O hospital monumental é também digno de admiração e gratidão ao benemérito senhor Martins Borges que teve essa generosa ideia que heroicamente levou a cabo.

Há por vezes momentos de pausa em que a atmosfera se ensombra melancolizando a paisagem. É passageira essa fase. De novo a esperança clareia o ambiente e o sol volta a brilhar iluminando a terra. Tudo espera do novo Presidente da Câmara que com o seu dinamismo e inteligência vai dar um impulso forte â nossa querida região. O senhor José Oliveira e Costa é uma figura invulgar.

Trabalhador, enérgico e empreendedor, triunfou na vida e vai, igualmente triunfar na Câmara a que preside. Todos têm os olhos fitos nele, com a certeza de que, em breve será uma realidade o sonho de todos.

A sua obra vai dar anseio a que a Comarca volte para o seu lugar como é justo. Sabe-se o desastre que foi para a terra a perda da Comarca.

O senhor José Costa, presidente e empreendedor, mostrando a sua obra que será apreciada por todos, vai conseguir o que todos desejam.

Quando se nota o desenvolvimento de uma terra, os poderes supremos olham maravilhados e atendem as reclamações dos povos, que trabalham para bem de todos e para bem da Pátria.

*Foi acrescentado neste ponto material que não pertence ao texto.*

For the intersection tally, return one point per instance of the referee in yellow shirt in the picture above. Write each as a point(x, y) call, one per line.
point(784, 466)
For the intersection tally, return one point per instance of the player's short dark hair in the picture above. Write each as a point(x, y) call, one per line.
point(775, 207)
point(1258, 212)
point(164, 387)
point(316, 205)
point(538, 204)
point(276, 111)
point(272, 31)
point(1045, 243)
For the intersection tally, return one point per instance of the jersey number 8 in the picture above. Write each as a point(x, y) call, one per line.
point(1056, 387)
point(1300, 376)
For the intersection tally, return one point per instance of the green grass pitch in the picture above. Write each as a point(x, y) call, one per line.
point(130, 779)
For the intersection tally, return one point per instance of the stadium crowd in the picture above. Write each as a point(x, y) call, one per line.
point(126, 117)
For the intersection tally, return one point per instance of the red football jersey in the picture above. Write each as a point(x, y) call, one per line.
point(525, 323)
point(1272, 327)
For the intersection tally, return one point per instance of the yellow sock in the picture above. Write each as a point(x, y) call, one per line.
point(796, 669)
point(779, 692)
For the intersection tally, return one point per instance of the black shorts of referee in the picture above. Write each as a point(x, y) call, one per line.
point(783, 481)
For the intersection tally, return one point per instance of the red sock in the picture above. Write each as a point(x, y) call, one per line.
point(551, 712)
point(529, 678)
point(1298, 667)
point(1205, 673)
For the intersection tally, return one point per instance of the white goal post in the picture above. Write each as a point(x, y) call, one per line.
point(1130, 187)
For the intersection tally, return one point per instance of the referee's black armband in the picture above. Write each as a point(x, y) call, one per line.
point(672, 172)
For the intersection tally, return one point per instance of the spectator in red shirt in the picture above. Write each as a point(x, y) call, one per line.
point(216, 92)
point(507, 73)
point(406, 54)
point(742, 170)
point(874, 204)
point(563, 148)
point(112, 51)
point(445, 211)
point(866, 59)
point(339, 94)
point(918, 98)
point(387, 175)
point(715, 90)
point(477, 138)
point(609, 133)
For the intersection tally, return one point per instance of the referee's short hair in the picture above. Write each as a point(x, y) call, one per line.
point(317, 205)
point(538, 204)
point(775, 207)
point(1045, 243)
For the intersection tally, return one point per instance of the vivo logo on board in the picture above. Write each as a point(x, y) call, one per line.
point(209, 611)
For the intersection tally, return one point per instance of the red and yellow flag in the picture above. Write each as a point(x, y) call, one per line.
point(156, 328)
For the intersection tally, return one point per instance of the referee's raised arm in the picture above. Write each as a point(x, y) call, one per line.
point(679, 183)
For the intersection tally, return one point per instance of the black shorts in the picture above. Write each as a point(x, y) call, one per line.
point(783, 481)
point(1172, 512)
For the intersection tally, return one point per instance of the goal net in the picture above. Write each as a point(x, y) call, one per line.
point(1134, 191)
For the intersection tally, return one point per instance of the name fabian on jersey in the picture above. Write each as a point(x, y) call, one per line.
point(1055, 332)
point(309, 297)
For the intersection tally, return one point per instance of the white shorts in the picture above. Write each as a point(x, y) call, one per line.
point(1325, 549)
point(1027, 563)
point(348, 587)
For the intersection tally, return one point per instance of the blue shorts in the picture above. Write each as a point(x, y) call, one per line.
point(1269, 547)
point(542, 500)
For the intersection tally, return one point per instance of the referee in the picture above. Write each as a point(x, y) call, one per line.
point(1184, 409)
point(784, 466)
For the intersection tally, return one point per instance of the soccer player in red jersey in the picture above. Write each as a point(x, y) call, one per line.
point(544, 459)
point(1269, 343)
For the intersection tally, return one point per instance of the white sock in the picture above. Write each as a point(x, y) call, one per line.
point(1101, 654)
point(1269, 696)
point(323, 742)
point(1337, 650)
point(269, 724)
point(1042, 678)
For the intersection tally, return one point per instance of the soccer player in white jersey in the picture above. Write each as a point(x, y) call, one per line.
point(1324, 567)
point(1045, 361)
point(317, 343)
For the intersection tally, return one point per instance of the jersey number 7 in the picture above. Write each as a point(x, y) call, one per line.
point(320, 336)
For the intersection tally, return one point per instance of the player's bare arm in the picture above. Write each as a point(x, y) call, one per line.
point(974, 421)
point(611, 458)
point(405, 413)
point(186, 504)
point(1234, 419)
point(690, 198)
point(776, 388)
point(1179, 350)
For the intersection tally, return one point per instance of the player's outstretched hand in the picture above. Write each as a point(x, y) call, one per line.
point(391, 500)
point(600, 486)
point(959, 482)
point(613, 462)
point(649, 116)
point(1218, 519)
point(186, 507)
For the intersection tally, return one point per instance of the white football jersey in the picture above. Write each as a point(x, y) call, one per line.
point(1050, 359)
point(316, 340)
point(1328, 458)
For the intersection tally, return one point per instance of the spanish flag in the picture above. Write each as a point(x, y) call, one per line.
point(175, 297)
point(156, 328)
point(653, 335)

Felicitemo-nos todos por feliz escolha do novo Presidente da Câmara, senhor José Oliveira Costa que saudamos entusiasticamente e que vai marcar a sua passagem na Câmara com obras importantes».

Sarah Beirão - Agosto de 1963

Depois de fazer uma reflexão por esta narrativa, apraz-me dizer, como esta escrita está tão actual!

E o que dizer do pai dos pobres? Do autêntico João Semana. O Senhor Dr. Costa júnior, grande médico que se radicou em Tábua e cá viveu até ao fim da sua vida. Grande médico, grande homem. Quem não se lembra das consultas para os pobres (gratuitas) das 9 às 10 horas. Quem não se lembra que podia ir ao consultório a qualquer hora do dia ou da noite, que era sempre atendido. Um grande tabuense, um bem feitor da população tabuense e dos concelhos vizinhos.

Depois do 25 de Abril apareceram outros tabuenses, que fizeram também muitas coisas pelo nosso concelho. O Eng.º Barata Portugal, grande obreiro do desenvolvimento da vila de Tábua, rasgando novas avenidas e com isso criando o desenvolvimento da vila.

O Eng.º Ivo Portela, outro tabuense que também tem feito muito pelo nosso concelho, basta ver as acessibilidades. Nestas coisas da política não se pode agradar a todos. Deus que foi Deus também não agradou a todos.

Faça-se uma reflexão sobre o que Sarah Beirão escreveu em 1963. Não deixem que a politica estrague o nosso concelho, unam-se em prol do desenvolvimento, para poder-mos ser grandes e para que tenhamos condições de vida na nossa terra. Só assim é que o nosso concelho irá para a frente.